- Brod Location within Bulgaria
- Country: Bulgaria
- Province: Haskovo Province
- Municipality: Dimitrovgrad

Government
- • Mayor: Zhivka Tencheva
- Elevation: 100 m (330 ft)

Population (2024)
- • Total: 729
- Time zone: UTC+2 (EET)
- • Summer (DST): UTC+3 (EEST)

= Brod, Haskovo Province =

Brod, Haskovo Province, is a village in the municipality of Dimitrovgrad, in Haskovo Province, in southern Bulgaria.

== Location ==
Brod is located in Dimitrovgrad Municipality, about 7km(4,38mi) from Dimitrovgrad. The village is on the left bank of the Maritsa River. The landscape is that of a flatland, with some hills in the north, with the highest point of the village's territory being 180m at Kabuyuk. The main type of soil is alluvial due to the Maritsa River, with some pseudopodzolic, fertile soils. A new protected area will be instituted in Brod for the preservation of rare amphibians and reptiles.

== History ==

The village used to be called Gyucherliy until 1906, due to the fact that there is a ford of the Maritsa River near the village. It used to be populated with Turks, with the first Bulgarian there coming from Veliko Tarnovo. There is a small chapel on the hill before entering the village from Dimitrovgrad called "Sveta Nedelya". It is opened every time on the village's feast day, the 7th July.

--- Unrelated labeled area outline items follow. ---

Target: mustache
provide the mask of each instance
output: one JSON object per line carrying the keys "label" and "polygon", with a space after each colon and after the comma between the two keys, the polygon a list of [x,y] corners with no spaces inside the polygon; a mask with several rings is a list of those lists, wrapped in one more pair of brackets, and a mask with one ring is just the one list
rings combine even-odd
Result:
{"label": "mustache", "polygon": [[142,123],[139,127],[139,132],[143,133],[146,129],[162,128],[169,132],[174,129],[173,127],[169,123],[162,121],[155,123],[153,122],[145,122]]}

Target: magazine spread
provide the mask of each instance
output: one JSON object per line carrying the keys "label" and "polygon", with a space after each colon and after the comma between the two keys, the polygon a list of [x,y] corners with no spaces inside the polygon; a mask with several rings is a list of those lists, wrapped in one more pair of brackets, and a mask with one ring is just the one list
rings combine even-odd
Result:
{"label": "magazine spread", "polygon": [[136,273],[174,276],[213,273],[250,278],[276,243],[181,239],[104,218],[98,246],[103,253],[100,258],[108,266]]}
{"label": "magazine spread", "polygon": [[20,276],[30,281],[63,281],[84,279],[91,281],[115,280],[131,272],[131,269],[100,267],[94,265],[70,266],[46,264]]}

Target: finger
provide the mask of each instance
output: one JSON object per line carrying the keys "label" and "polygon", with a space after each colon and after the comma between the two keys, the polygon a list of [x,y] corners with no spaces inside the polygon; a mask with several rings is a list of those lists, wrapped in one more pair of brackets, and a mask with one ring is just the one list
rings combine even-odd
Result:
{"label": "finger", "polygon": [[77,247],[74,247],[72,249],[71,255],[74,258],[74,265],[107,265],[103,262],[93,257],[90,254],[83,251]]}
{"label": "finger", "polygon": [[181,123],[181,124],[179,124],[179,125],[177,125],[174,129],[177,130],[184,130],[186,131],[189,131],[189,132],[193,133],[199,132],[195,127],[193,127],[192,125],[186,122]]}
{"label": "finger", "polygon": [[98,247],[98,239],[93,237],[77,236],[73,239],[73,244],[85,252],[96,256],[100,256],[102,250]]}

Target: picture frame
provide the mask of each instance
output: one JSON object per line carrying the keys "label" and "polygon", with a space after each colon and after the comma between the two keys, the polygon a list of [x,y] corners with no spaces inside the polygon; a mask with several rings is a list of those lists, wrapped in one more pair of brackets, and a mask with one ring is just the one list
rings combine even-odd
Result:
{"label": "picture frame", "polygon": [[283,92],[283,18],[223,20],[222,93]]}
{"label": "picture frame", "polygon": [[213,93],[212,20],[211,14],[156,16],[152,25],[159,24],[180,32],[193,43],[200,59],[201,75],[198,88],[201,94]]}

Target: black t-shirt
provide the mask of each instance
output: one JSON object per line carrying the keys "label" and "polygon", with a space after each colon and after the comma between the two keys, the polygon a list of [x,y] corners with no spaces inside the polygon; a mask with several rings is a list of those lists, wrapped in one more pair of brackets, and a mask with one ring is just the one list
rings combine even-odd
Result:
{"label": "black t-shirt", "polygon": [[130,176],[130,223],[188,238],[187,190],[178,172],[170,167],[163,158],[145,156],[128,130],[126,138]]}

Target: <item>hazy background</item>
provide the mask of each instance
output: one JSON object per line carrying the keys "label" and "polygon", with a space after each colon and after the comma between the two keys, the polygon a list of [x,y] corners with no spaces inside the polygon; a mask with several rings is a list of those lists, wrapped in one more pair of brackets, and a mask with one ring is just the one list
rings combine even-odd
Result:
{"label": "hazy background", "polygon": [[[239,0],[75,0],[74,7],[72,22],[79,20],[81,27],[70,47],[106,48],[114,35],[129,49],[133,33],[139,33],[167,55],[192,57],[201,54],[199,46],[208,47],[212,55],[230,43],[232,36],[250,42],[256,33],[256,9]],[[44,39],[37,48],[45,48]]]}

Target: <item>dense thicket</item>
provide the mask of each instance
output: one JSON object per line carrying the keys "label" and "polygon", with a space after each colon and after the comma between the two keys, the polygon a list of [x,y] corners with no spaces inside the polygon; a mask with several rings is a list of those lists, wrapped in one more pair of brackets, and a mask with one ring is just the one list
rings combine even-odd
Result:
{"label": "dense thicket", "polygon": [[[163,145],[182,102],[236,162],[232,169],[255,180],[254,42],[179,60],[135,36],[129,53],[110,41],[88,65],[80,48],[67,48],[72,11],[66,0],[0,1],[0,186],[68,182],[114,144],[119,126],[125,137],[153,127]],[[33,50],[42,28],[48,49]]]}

Part of the Roman road Via Egnatia passes near the village, though it's not preserved well. The village centre has a culture center "Pano Angelov", who was one of the people who led Bulgarian revolutionaries in the Ilinden Uprising. Nowadays, people in the village are mostly Christian Orthodox Bulgarians, with some Gypsy families living in the village. The local church is called "Sveti Georgi".